Não sei porque ando triste. As palavras fogem e o vazio é incapaz de expressar essa realidade na qual estamos metidos. Agarro-me à poesia, inspiração que vem das alturas, metaforicamente hábil em exprimir o sentimento mais profundo.
Tento enxergar a face de Deus, aquela benevolente e acolhedora. Preciso da força da música, da arte; da criação que transforma nosso íntimo fraturado em beleza, porque é preciso dar algum significado maior à vida.
Não sei porque ando triste, a chorar por dentro. Por fora, falta-me a lágrima, pois os olhos estão secos. Não cai um pingo d’água há cem dias. Por aqui, a umidade atinge picos de 20 a 8 por cento, a imitar a secura das almas dos homens.
A fumaça dos incêndios nubla os céus e os passarinhos de meu quintal estão agitados como se reivindicassem, desde já, os lugares deles por direito: os galhos, as folhas das árvores novamente verdes e flores suculentas.
Não sei porque ando triste. Há tanta brutalidade e morte por aí. Não é só o assassinato físico e frio de centenas de pessoas, de 13 mulheres abatidas por dia, como bichos.
O amor acabou?
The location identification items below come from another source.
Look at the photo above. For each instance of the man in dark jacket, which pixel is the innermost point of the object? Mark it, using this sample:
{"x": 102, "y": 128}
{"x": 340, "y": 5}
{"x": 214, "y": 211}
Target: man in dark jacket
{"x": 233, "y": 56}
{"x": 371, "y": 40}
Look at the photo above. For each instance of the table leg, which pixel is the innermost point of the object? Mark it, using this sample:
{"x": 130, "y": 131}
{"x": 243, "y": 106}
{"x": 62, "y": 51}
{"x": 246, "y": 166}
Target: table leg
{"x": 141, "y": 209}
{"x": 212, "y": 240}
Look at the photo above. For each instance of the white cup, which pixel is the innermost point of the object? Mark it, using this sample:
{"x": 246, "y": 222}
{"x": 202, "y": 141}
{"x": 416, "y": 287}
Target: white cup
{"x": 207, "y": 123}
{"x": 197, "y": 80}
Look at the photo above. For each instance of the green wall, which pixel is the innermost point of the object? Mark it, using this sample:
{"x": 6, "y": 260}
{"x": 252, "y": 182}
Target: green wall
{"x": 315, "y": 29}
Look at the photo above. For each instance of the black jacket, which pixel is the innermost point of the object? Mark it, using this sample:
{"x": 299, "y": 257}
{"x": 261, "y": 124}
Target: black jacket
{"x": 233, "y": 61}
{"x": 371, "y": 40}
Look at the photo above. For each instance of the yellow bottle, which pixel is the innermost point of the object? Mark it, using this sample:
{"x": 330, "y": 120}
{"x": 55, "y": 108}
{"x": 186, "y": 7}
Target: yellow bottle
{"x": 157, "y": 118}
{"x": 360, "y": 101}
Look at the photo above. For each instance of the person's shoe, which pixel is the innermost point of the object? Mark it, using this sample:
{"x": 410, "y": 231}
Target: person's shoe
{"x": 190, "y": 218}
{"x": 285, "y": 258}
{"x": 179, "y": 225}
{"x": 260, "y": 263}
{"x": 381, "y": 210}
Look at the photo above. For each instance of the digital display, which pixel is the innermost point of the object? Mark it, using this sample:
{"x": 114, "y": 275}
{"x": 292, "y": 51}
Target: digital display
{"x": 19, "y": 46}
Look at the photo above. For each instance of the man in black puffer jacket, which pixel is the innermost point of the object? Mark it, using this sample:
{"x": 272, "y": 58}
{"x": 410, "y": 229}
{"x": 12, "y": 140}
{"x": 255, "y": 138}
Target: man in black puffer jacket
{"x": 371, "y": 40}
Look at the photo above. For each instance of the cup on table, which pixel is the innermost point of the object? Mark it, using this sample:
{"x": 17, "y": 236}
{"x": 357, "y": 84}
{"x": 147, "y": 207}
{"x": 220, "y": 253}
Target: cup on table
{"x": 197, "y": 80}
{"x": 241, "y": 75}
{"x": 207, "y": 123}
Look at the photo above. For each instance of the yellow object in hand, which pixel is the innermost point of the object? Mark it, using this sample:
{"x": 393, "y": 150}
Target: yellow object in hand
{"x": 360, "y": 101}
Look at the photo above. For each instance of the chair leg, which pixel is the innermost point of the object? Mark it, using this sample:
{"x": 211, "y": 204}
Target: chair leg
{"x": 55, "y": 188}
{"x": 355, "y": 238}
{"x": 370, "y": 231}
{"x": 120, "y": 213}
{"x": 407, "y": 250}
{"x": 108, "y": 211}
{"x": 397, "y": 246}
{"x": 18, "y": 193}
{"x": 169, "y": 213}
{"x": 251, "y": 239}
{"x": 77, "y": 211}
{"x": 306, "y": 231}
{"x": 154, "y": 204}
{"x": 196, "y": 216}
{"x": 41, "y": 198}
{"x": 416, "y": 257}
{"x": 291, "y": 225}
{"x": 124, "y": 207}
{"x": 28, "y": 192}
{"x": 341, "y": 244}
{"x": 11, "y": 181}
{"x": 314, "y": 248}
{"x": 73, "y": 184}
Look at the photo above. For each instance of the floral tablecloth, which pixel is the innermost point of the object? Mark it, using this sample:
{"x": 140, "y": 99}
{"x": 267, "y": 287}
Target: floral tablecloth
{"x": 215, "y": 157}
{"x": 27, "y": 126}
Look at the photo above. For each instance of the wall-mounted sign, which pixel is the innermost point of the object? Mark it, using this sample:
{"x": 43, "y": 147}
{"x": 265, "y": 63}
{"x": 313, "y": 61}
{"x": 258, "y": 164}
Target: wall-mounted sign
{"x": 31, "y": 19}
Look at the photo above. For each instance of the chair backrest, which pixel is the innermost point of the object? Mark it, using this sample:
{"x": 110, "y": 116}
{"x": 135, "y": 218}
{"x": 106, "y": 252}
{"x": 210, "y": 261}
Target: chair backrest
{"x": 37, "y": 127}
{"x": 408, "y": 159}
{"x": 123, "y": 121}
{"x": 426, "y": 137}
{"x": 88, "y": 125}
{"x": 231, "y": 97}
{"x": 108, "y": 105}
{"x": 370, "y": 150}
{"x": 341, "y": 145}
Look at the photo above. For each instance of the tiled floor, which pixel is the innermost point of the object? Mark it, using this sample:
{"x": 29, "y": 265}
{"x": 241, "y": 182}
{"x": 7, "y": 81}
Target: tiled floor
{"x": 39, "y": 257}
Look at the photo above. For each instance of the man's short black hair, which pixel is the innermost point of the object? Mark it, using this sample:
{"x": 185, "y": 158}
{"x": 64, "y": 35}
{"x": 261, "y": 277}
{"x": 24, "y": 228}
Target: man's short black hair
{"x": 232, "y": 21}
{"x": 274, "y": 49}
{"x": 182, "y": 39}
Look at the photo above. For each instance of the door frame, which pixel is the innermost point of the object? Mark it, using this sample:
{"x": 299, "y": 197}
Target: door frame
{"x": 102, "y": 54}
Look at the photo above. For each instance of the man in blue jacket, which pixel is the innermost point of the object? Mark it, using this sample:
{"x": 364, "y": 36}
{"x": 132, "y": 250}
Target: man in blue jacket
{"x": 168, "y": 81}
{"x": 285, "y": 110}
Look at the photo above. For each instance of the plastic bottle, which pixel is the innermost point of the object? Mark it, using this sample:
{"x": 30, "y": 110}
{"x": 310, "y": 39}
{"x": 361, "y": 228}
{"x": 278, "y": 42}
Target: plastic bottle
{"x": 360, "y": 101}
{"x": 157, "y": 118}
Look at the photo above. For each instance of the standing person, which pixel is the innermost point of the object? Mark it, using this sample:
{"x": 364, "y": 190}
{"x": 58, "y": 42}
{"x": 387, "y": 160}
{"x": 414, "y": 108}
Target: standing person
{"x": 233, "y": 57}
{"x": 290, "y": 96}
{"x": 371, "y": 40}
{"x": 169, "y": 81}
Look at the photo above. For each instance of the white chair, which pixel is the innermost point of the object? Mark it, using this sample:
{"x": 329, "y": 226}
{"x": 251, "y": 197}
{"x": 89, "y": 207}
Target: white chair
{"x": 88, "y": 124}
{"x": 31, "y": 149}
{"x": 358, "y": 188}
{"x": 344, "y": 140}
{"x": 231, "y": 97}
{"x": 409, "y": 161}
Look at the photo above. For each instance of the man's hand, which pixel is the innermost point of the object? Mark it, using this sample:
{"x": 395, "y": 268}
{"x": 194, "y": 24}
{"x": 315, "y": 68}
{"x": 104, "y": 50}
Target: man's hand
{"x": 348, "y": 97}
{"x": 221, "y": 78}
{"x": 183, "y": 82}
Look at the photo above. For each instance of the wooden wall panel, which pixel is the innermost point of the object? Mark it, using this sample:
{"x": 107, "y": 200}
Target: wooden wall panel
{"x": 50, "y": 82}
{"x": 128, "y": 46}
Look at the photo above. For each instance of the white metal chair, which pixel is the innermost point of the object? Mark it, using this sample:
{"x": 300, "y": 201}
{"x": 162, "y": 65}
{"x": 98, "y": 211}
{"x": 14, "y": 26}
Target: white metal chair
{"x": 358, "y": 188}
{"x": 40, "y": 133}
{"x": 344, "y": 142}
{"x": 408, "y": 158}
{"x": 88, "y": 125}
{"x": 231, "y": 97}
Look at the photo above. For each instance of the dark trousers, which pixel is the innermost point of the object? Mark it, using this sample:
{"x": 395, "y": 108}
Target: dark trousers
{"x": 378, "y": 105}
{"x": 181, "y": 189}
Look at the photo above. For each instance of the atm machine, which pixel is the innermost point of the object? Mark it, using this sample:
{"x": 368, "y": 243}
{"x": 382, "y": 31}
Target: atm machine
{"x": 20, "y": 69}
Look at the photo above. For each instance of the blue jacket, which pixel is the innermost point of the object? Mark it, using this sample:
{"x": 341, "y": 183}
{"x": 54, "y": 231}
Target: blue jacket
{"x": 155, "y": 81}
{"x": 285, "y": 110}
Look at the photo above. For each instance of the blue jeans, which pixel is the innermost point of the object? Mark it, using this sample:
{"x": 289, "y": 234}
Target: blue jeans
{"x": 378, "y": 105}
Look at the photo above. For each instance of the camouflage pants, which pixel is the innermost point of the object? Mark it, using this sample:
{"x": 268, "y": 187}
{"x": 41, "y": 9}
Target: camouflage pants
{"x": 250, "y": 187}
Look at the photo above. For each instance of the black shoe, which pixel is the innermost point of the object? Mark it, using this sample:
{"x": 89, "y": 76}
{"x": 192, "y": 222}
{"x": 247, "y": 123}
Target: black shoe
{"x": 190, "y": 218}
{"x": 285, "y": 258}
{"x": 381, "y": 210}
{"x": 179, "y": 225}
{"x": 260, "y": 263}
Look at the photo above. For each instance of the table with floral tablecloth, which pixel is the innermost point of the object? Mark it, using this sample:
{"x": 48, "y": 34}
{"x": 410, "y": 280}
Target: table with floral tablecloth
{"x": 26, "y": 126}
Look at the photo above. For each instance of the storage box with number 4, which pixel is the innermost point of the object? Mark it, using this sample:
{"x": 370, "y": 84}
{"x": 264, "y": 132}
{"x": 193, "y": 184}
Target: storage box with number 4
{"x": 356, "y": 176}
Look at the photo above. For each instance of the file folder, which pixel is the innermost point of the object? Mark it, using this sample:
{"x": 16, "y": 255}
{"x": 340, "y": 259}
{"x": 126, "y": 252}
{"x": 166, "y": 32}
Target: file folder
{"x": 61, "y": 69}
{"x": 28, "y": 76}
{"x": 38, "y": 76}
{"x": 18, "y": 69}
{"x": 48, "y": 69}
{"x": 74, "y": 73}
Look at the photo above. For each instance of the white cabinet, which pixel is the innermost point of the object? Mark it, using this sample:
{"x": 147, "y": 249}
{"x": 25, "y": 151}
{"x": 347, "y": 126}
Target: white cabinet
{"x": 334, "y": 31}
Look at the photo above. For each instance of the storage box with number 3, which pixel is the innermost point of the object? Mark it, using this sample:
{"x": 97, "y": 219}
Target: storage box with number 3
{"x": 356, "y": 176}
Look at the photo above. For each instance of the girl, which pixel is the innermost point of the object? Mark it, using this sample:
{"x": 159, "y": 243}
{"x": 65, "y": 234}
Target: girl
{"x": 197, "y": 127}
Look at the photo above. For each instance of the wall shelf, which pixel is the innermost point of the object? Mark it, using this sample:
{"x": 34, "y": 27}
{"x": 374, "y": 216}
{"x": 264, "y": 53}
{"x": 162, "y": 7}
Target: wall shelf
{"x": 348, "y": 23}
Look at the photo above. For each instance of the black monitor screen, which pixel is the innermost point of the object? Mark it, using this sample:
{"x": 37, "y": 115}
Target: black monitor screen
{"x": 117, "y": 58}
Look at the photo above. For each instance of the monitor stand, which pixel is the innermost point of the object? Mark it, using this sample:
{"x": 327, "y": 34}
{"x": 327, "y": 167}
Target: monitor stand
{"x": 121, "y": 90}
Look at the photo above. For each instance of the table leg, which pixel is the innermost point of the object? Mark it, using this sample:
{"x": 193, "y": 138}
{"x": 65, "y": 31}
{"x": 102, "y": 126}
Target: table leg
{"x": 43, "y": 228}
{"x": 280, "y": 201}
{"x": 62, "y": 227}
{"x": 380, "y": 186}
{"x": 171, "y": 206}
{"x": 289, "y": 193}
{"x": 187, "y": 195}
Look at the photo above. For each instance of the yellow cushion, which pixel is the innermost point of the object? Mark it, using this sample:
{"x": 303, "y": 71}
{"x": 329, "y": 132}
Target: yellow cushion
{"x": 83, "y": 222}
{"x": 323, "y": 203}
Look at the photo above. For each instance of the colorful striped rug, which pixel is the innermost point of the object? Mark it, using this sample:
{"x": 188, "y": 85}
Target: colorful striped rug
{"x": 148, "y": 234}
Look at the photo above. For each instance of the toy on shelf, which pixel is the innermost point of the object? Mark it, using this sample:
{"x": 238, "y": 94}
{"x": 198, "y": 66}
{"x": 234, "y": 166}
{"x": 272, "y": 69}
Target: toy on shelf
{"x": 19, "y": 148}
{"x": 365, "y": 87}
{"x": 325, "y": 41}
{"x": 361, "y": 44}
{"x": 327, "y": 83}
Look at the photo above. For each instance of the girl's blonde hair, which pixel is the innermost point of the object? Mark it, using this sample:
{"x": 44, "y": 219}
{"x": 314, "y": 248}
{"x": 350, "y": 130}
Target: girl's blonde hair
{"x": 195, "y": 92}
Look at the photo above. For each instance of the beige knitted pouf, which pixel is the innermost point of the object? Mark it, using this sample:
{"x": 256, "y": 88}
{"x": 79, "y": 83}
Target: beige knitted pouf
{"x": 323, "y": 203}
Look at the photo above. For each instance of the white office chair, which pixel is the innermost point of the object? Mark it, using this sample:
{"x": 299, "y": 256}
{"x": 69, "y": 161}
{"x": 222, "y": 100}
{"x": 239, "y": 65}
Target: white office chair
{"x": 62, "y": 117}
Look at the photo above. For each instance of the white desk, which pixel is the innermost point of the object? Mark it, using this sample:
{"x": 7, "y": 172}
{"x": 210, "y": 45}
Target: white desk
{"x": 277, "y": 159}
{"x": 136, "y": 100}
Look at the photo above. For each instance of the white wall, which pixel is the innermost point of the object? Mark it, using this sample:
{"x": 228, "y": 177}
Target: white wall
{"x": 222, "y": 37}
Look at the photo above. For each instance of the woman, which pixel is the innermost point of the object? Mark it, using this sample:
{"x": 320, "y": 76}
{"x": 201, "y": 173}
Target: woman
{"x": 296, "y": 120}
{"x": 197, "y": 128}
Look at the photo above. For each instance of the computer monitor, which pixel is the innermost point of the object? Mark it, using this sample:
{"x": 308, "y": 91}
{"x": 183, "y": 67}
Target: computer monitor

Não é só a agressão à natureza, aos animais, aos índios, aos pobres. Cadê a fraternidade? Não é só o fim da linha para estudantes e pesquisadores que perdem bolsas de estudos. O bom-senso sumiu?
Não é só a onda miliciana e justiceira que invade o país. Não é só e somente a barbárie que recrudesce o mundo. Não é só a mentira que vira verdade. É a cultura que desaba?
Não sei porque ando triste. Existe, sim, uma nova ética, que não é ética, agora tendência, um sopro escuro que vem das profundezas e entranha no ar que respiramos, sufocante!
E outra lógica, que não é lógica, pois sorri diante da tortura de seres. O respeito perdeu-se?
A corrupção também já não é mais corrupção. O que seria? São muitos os acontecimentos impostos, amigos, que não consigo escolher quais deles me deixa mais triste, embora eu não queira nunca perder o sorriso.